Der Hauptgang wird auf zwei Tellern serviert. Dünn aufgeschnittene Scheiben vom rohen Filet der Holsteiner Milchkuh und Pilze werden mit einer intensiv duftenden und schmeckenden Heu-Consommé aufgegossen. Parallel dazu gibt es geschmorten BBQ Ochsenschwanz, klassisch begleitet von Zwiebelconfit und cremiger Polenta. Das kräftige Fleisch liefert einen schönen Kontrast zu dem insgesamt eher zurückhaltenden rohen Fleisch in der Brühe.

Als Pré-Dessert schickt die Küche das vermutlich meist fotografierteste Gericht von van Oostenbrugge: sein berühmtes Apfeldessert. In einer hauchdünnen zum Apfel geformten Zuckerhülle befindet sich Apfelsorbet auf marinierten Apfelkügelchen und Blätterteig. Das ist geschmacklich nicht übermäßig komplex, aber die Präsentation eines wie angebissen aussehenden Apfels in dieser Form ist originell und verfehlt seinen Effekt nicht. Kameras werden gezückt, Grinsen und Staunen allerorten.

Pré-Dessert
Pré-Dessert

Das Dessert an diesem Tag ist für mich leider der am wenigsten überzeugende Gang. Drei halbe, saftige Kirschen finden sich in einem Kirschsud. Dazu ein Schaum aus Holunderblüte. Irgendwo im Dessert dann noch Honig. Dieser kommt von Bienen vom Dach des Amsterdamer Doubletree-Hotels.
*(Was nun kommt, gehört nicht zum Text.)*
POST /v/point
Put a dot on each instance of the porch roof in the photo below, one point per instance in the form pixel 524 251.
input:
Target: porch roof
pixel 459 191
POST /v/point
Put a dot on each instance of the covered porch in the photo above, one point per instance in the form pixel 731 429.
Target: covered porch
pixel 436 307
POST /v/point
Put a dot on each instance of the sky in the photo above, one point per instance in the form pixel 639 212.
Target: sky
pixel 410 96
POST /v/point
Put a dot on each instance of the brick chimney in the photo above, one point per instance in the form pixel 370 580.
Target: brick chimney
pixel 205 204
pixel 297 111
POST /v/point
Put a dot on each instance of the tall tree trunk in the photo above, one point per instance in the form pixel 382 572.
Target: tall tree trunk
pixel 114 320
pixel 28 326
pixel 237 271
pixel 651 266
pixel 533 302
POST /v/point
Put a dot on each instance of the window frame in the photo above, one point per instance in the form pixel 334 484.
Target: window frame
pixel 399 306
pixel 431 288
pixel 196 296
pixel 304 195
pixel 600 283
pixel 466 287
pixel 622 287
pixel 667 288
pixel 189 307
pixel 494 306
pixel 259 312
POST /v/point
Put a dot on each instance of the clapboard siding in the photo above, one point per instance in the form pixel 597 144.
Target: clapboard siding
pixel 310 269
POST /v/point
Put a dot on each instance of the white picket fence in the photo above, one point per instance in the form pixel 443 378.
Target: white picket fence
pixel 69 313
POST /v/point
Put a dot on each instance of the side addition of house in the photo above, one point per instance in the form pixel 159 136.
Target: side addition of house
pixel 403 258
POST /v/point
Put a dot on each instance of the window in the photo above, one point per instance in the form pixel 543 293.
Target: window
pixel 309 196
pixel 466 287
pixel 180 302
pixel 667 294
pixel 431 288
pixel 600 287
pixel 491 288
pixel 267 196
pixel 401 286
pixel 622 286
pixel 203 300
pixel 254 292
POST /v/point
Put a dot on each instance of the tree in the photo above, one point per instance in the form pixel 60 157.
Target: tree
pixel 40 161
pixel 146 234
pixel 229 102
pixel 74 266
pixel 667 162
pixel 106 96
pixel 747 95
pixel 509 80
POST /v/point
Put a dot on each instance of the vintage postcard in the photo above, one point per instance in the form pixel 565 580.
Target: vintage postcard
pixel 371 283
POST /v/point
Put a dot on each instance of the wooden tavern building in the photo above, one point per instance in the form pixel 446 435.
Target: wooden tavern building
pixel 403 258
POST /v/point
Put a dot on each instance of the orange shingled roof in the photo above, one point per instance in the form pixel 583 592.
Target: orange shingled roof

Nice to know. Aber es ändert nichts daran, dass ich ihn nicht heraus schmecke. Und auch insgesamt ist mir das, vor allem im Vergleich zu der Originalität der vorherigen Gänge, zu simpel konstruiert. Meinem Mann gefällt’s. Ich finde es in Ordnung und hätte es als Pré-Dessert gut gefunden. Als Abschluss des Menüs ist es für mich etwas enttäuschend.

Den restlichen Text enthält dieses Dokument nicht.